Face aux hostilités des partis membres de la coalition gouvernementale, le chef du bloc d’Ennahdha Noureddine Bhiri s’est rapproché d’Al Karama et Qalb Tounes

La session parlementaire a été clôturée par un vote sur le retrait de confiance du président de l’ARP. Comme les deux motions qui l’ont précédée, celle-ci ne sera pas approuvée. Elle a eu l’accord de 97 voix contre 16 objections.

Entre-temps, le bloc destourien libre a manœuvré pour entraver le déroulement des séances plénières, en réaction à l’ouverture de l’accès à l’ARP à une personne fichée S17. Cette mesure est une procédure sécuritaire qui contrôle et interdit le déplacement des éléments soupçonnés de terrorisme. Les élus du bloc destourien se sont emparés du pupitre de la présidence de l’ARP scandant le slogan « Non au terrorisme au parlement ».
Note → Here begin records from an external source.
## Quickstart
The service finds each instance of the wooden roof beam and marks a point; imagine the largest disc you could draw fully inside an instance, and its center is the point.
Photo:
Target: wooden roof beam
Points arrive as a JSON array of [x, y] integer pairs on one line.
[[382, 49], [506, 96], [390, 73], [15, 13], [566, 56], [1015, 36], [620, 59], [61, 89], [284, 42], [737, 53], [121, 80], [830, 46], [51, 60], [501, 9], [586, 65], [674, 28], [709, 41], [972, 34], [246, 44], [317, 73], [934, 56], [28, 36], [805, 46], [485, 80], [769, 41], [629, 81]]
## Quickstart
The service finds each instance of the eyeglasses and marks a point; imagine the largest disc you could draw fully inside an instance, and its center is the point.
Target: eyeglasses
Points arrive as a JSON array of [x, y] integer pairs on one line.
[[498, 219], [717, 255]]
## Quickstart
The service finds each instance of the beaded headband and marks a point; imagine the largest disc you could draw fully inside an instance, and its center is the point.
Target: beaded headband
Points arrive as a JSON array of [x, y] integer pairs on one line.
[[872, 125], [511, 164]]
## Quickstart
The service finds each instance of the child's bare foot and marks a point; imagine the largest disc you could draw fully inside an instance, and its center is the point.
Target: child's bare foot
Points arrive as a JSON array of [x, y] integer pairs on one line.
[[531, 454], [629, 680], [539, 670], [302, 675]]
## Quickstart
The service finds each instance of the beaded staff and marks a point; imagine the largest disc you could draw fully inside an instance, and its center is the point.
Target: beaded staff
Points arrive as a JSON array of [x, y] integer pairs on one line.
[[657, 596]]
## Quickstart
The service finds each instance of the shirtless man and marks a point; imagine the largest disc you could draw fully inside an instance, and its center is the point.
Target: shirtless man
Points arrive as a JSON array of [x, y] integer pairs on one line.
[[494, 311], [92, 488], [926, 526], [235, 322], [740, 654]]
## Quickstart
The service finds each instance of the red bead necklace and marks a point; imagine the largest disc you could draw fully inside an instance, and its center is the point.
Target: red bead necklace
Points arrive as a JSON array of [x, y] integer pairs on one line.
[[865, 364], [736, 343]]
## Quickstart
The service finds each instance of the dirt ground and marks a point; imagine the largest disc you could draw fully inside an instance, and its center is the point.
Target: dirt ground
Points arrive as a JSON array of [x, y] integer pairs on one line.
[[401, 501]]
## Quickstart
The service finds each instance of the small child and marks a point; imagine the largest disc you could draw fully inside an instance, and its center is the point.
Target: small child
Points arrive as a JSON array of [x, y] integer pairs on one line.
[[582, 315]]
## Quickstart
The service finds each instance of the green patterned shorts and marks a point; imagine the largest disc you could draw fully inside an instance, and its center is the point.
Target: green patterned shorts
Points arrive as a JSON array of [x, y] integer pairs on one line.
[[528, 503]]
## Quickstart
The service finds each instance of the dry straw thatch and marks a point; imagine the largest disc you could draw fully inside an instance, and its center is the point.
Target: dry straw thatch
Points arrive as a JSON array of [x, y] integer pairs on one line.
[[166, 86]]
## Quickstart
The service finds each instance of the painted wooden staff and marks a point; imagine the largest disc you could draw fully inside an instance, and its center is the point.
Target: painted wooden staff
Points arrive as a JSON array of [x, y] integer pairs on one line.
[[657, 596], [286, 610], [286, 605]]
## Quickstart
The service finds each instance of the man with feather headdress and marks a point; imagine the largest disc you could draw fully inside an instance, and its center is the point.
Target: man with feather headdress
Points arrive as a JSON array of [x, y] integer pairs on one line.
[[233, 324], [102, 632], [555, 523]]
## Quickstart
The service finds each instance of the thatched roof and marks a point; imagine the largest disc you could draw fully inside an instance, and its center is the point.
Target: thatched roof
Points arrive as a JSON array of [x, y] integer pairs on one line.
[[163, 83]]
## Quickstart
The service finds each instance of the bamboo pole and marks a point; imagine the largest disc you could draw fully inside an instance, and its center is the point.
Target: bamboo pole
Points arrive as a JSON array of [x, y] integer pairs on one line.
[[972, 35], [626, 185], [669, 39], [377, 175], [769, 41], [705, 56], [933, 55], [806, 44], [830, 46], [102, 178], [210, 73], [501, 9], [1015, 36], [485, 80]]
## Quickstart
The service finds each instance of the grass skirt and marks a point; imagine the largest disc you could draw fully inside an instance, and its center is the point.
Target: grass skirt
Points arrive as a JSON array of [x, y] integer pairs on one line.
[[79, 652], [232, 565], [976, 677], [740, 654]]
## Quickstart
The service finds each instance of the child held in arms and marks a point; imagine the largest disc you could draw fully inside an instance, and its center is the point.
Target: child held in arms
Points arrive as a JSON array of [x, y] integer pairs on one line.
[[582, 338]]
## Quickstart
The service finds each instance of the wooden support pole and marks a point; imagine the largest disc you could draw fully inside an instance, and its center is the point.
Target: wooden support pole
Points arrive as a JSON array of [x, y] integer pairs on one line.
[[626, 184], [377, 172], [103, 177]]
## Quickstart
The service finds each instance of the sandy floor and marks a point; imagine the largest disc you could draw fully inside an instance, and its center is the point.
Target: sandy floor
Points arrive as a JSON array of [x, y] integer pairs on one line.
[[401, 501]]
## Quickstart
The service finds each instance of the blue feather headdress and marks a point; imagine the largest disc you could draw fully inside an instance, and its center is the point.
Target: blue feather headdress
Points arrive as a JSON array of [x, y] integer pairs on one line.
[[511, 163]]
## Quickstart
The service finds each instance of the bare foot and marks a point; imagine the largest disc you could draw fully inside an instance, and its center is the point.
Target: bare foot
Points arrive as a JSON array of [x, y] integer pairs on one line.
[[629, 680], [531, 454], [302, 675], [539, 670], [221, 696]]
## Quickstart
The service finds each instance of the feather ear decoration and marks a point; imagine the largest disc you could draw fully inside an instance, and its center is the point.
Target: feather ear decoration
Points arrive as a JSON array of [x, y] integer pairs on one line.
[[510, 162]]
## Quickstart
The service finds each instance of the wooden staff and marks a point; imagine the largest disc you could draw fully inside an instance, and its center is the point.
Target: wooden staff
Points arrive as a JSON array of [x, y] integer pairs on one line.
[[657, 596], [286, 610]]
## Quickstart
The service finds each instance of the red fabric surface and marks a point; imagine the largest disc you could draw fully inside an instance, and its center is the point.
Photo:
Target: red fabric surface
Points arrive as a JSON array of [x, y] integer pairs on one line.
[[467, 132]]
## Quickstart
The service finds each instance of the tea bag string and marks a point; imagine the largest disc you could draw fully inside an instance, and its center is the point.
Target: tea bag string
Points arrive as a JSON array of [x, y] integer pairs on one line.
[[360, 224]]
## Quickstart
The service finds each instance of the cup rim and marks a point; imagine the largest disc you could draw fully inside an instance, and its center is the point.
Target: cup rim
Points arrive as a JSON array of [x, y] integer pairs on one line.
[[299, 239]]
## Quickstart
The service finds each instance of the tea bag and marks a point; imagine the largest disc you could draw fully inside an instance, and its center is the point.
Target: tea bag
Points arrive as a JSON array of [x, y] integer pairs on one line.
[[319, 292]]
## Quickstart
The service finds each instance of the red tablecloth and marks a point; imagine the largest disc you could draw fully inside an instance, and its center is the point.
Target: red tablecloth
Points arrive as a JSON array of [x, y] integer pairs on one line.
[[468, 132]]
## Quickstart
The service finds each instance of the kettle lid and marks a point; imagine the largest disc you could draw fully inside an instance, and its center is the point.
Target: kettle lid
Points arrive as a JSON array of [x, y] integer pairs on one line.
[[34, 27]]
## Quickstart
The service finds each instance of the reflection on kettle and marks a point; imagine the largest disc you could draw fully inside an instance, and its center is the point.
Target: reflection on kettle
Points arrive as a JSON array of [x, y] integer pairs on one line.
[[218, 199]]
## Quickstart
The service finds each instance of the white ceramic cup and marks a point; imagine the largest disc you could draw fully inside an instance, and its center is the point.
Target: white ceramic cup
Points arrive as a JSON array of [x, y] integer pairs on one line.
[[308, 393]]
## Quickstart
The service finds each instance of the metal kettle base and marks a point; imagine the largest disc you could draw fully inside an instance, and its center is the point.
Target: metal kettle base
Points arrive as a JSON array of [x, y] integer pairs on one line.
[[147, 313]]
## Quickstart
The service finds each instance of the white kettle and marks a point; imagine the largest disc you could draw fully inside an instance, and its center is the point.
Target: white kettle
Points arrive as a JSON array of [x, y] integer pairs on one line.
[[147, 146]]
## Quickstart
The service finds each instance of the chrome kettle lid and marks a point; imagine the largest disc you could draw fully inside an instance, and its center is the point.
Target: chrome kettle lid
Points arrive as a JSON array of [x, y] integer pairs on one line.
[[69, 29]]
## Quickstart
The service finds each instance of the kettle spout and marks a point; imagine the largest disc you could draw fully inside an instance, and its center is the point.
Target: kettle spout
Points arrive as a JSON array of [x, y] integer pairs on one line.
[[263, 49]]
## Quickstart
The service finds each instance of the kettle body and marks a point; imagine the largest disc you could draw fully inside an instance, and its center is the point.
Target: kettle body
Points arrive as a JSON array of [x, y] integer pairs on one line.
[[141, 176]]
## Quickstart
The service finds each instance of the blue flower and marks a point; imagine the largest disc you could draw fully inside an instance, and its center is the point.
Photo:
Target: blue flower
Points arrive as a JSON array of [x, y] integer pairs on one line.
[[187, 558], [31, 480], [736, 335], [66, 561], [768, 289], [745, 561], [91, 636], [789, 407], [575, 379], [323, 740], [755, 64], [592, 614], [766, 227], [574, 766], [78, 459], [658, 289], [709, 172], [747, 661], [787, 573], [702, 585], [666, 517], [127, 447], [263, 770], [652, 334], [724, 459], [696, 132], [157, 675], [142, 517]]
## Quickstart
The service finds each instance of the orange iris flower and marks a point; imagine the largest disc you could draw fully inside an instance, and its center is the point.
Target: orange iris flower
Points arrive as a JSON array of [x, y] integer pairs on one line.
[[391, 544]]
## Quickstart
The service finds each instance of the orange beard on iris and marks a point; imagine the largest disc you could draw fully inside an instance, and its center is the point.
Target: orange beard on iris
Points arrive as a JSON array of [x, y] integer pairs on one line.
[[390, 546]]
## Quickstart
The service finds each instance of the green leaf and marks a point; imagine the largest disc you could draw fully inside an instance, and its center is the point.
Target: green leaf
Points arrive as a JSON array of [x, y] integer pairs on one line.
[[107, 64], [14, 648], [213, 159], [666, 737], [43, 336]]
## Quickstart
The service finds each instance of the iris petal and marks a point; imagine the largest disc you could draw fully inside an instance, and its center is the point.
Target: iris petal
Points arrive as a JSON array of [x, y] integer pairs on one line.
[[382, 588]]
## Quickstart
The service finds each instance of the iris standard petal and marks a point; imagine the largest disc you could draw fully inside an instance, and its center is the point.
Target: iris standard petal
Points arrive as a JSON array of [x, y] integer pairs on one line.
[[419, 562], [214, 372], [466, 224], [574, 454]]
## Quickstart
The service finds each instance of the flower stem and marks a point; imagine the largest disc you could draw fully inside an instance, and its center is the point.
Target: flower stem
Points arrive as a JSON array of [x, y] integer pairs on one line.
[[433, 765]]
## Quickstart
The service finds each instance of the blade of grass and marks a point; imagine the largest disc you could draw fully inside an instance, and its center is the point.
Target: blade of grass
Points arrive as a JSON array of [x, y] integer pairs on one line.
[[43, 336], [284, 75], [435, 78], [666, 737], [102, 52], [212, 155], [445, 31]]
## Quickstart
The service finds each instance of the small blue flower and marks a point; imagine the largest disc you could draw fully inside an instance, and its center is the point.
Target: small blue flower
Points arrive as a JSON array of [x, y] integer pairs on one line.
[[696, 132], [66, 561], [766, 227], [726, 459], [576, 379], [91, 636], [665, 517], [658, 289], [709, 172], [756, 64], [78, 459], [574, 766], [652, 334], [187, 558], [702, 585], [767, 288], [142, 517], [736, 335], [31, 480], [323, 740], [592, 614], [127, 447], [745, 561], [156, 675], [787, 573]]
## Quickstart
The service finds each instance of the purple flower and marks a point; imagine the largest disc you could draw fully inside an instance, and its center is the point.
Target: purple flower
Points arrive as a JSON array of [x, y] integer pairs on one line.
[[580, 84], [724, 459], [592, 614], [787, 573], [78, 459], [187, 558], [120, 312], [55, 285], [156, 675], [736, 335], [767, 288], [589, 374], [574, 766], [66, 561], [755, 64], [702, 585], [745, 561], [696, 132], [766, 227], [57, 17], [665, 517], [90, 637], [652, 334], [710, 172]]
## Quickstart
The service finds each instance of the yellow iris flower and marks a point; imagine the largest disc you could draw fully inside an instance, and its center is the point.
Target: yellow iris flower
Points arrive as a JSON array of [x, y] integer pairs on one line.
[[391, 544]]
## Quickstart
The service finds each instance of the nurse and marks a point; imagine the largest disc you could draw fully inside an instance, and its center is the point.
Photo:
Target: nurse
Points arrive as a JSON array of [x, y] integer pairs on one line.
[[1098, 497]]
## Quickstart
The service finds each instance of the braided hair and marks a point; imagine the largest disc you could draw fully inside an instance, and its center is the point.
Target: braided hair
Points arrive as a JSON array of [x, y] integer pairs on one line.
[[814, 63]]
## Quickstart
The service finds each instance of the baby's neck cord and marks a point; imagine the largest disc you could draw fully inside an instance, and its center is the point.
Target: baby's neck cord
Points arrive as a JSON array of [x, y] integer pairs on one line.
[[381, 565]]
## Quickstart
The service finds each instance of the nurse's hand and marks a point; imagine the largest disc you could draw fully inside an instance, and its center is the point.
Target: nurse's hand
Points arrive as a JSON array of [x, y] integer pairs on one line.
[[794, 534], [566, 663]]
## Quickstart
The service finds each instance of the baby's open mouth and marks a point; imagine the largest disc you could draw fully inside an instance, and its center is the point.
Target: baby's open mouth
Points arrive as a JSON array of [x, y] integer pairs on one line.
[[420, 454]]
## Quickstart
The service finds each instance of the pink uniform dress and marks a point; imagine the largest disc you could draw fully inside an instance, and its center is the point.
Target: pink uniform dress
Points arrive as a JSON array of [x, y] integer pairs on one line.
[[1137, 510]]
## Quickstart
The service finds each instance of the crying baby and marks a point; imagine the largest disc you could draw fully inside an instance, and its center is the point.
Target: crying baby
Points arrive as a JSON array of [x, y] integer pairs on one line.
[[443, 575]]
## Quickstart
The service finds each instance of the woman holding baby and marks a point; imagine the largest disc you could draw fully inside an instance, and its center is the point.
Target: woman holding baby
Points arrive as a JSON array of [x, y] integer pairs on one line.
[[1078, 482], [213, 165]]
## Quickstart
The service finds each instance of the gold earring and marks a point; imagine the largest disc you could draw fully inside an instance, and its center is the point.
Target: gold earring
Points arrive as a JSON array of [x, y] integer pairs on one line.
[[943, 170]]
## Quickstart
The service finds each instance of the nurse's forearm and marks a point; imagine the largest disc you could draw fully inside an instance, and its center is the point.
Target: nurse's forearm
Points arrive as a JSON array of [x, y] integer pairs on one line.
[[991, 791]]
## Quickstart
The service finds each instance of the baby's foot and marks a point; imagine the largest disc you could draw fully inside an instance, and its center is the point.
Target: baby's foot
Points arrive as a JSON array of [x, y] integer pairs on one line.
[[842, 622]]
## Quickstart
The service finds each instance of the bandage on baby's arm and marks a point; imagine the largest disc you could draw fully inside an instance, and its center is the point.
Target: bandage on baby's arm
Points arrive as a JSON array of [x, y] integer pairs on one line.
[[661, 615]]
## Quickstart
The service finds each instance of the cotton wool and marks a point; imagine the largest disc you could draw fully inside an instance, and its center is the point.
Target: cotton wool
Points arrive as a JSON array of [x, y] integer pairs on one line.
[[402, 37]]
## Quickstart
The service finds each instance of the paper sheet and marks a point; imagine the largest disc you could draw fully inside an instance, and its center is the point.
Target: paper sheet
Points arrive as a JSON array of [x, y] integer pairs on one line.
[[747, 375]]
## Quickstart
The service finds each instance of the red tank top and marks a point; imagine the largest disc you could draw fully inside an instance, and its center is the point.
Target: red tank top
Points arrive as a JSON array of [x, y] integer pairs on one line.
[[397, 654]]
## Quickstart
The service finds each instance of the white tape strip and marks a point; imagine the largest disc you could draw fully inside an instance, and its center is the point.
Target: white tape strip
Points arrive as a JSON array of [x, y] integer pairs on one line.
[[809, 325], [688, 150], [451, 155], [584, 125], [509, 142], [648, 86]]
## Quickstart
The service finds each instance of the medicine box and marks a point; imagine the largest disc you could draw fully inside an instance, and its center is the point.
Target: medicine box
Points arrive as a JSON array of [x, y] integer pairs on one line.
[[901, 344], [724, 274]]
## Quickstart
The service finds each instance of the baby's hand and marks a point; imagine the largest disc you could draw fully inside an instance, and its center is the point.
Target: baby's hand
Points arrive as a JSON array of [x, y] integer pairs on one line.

Propositions de lois « sur mesure »

A chaque crise politique, les élus déposent une proposition de loi sur mesure. Avec la crise qui a accompagné la composition du gouvernement de Habib Jemli à partir du mois de novembre 2019, les élus d’Ennahdha ont présenté une initiative législative qui prévoit un seuil électoral de 5%, pour promouvoir ses chances d’arracher le plus grand nombre de sièges au parlement, en cas d’élections législatives anticipées.

Le règlement intérieur de l’ARP n’a pas été épargné non plus par les discordes politiques. Suite à la démission de 9 élus du bloc Qalb Tounes, les élus d’Ennahdha ont déposé un amendement qui interdit « le tourisme parlementaire ». En vertu de cet amendement, le député perd automatiquement son siège au parlement s’il démissionne du parti ou de la liste électorale sous lesquels il a présenté sa candidature ou du bloc parlementaire auquel il appartient. Cette disposition a été largement contestée par des experts en droit et des acteurs politiques, vu qu’elle contredit le décret-loi N°80 sur l’organisation des partis politiques.

La session parlementaire a connu un rapprochement inattendu entre le bloc Al Karama et celui de Qalb Tounes

La coalition Al Karama a déposé une proposition de loi en mai 2020 amendant le décret-loi 116, qui réglemente le paysage audiovisuel. L’objectif de cette initiative législative est de changer le quorum requis pour la désignation des membres de la Haute Autorité Indépendante de la Communication Audiovisuelle (HAICA), et le régime d’attribution des licences pour les chaînes télévisées. Al Karama propose un vote avec une majorité absolue des membres de la HAICA (109 élus) et de déposer une déclaration auprès de la HAICA au lieu de se conformer au cahier de charges qui régule le secteur audiovisuel. La HAICA a contesté cet amendement qui vient d’être adopté en commission en juillet 2020.